Q: DDP vs DataParallel — why always use DDP? A: DataParallel uses a single Python process with a parameter server on GPU0, creating a bottleneck. DDP uses one process per GPU with NCCL all-reduce — no bottleneck, near-linear scaling.

Q: What is the communication complexity of all-reduce for N GPUs with model size M? A: Ring-all-reduce: $2(N-1)/N \cdot M$ data transferred per GPU. For large $N$, approaches $2M$ per GPU regardless of $N$ — bandwidth efficient.

Q: Gradient accumulation vs larger batch — are they truly equivalent? A: Mathematically yes (if you scale LR accordingly). Practically, there are differences: (1) BatchNorm statistics use the mini-batch, not the effective batch. (2) Data order differs slightly. (3) It's slower per sample. Use it when memory limits batch size.

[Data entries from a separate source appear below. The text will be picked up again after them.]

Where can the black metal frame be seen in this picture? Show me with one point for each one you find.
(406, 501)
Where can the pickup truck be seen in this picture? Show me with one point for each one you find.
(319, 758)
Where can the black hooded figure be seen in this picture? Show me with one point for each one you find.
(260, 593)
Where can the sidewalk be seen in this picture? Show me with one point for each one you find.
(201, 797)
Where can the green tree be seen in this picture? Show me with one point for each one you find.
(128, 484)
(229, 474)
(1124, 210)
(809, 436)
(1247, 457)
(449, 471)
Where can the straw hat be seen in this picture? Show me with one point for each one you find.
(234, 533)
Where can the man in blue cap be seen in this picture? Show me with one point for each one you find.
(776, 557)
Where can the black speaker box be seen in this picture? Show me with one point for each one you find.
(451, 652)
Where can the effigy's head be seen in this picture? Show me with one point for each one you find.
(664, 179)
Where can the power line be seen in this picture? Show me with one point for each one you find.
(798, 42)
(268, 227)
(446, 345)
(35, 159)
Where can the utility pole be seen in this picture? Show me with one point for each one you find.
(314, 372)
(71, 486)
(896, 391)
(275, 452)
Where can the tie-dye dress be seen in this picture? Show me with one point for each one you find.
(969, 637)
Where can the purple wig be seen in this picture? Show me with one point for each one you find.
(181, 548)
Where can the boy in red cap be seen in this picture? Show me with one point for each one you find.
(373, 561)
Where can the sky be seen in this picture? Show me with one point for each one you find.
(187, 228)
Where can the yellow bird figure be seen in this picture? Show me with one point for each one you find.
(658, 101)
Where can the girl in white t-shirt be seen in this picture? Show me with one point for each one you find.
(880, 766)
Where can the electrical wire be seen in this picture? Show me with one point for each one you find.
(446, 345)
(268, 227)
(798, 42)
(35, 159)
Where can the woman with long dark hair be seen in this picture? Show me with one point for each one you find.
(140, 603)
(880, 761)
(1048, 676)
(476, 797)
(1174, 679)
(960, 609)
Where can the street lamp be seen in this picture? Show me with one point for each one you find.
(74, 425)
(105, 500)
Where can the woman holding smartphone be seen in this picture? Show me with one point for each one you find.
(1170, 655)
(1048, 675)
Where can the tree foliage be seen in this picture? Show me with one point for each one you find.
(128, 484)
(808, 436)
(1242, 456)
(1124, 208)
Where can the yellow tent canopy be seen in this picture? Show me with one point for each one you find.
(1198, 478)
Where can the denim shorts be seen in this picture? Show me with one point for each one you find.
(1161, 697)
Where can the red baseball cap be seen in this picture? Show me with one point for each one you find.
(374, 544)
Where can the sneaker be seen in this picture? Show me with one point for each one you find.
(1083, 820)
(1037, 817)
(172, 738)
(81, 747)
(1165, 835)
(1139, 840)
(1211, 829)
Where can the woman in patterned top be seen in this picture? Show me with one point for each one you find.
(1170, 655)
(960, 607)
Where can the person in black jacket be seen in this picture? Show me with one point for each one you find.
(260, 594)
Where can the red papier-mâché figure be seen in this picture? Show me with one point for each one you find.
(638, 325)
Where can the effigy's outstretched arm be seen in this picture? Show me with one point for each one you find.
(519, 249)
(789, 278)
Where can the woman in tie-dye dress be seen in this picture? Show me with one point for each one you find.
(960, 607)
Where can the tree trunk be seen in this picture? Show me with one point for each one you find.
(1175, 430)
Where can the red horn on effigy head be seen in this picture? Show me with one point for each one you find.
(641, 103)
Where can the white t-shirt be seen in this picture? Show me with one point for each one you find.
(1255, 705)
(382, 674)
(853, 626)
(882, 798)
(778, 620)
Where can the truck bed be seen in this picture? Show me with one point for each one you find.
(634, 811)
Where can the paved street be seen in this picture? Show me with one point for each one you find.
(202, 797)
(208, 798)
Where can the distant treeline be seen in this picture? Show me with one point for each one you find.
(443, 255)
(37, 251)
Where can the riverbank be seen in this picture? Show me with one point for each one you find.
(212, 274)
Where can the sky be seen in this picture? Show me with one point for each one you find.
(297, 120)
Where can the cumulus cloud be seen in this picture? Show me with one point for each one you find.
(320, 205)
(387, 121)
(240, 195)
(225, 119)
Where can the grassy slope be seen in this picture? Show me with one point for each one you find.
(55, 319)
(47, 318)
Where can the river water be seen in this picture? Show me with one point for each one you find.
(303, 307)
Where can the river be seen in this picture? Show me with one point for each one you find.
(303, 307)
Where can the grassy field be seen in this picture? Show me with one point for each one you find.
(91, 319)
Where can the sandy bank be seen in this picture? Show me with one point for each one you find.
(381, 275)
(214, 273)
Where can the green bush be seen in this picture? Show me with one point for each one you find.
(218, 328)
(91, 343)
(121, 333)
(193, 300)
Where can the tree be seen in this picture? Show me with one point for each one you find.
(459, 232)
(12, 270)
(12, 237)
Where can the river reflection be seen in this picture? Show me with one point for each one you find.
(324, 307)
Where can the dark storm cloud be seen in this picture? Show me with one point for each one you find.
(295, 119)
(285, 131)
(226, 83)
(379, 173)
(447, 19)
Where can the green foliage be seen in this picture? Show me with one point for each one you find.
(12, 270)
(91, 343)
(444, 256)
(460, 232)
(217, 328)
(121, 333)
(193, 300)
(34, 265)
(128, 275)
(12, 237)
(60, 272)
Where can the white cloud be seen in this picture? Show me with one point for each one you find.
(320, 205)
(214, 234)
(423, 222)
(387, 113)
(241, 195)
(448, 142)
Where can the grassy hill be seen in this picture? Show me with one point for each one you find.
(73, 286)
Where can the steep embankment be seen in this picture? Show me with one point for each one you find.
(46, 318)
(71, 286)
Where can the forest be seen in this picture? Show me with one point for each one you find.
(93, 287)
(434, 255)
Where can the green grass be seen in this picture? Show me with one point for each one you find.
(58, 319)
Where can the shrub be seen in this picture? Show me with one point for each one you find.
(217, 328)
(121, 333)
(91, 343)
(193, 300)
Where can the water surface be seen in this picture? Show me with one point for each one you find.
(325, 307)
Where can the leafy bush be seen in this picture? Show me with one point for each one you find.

Q: What is find_unused_parameters=True in DDP and when do you need it? A: When some model parameters don't receive gradients in every forward pass (e.g., conditional branches), DDP's gradient sync would hang waiting for them. This flag detects and skips unused parameters. It adds overhead — only use when needed.


Run

# Single GPU:
python solution.py

# Multi-GPU with torchrun:
torchrun --nproc_per_node=4 solution.py

# Outputs saved to outputs/